The grant for equity market Singapore (GEMS), will take effect next month and is set to run for three years.
The Monetary Authority of Singapore (MAS)’s grant is made up of three components and follows other programmes for the bond and private equity market initiated in previous years. The Listing Grant, the Research Talent Development Grant, and the Research Initiatives Grant are a part of the scheme.
The Listing Grant will facilitate enterprises seeking a listing on Singapore Exchange (SGX).
Enterprises will be able to apply for the Listing Grant under three tiers, with the scheme co-funding 70% of eligible listing expenses up to US $739,000 (SG $1 million) for ‘new technology sector’ enterprises with a minimum market capitalisation of US $222 million (SG $300 million). New technology sector enterprises do business in the areas of fintech, digital consumer tech, on-demand services, and gaming services and peripherals.
The GEMS Listing Grant will co-fund 20% of eligible listing expenses up to US $369,000 (SG $500,000) for ‘high-growth sector’ enterprises, with a minimum market capitalisation of SG $300 million. High-growth sector enterprises include digital clusters, hubs, and related services, advanced manufacturing, logistics, urban solutions and infrastructure, and healthcare, as identified in the Committee on the Future Economy 2017 report.
The Listing Grant will co-fund 20% of eligible listing expenses up to US $148,000 (SG $200,000) for enterprises from all other sectors, with no minimum market capitalisation.
The GEMS’s Research Talent Development Grant will enhance Singapore’s research coverage, particularly for mid and small-cap enterprises. It will help improve investor knowledge, which will, in turn, facilitate price discovery and liquidity.
The research talent development grant is designed to groom a pipeline of equity research analysts and retain experienced research talent to initiate research coverage primarily of listed mid and small-cap enterprises.
This grant will co-fund 70% of the salaries for fresh graduates hired as equity research analysts; and 50% of the salaries for re-employed experienced equity research analysts.
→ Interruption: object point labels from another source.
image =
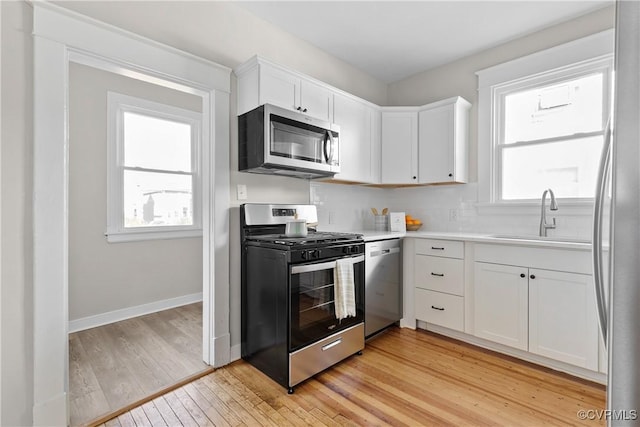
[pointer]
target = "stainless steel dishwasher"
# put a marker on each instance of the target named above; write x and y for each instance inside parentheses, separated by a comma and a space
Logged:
(383, 285)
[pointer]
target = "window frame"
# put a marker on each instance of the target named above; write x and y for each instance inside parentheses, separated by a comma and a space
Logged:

Under the Research Initiatives Grant, the MAS will earmark funds to crowd-source initiatives that will propel the development of Singapore’s equity research ecosystem.
These initiatives can include the publication of industry or sector primers, and innovative ways to distribute research and disseminate enterprise information to investors.
The MAS Managing Director said that Singapore has been working to enhance its private and public markets so that domestic and international growth enterprises are able to access different types of capital best suited to their needs.
The scheme will be funded by the Financial Sector Development Fund (FSDF). According to its website, the FSDF functions under the Monetary Authority of Singapore Act to develop infrastructure to support the financial services sector in the country.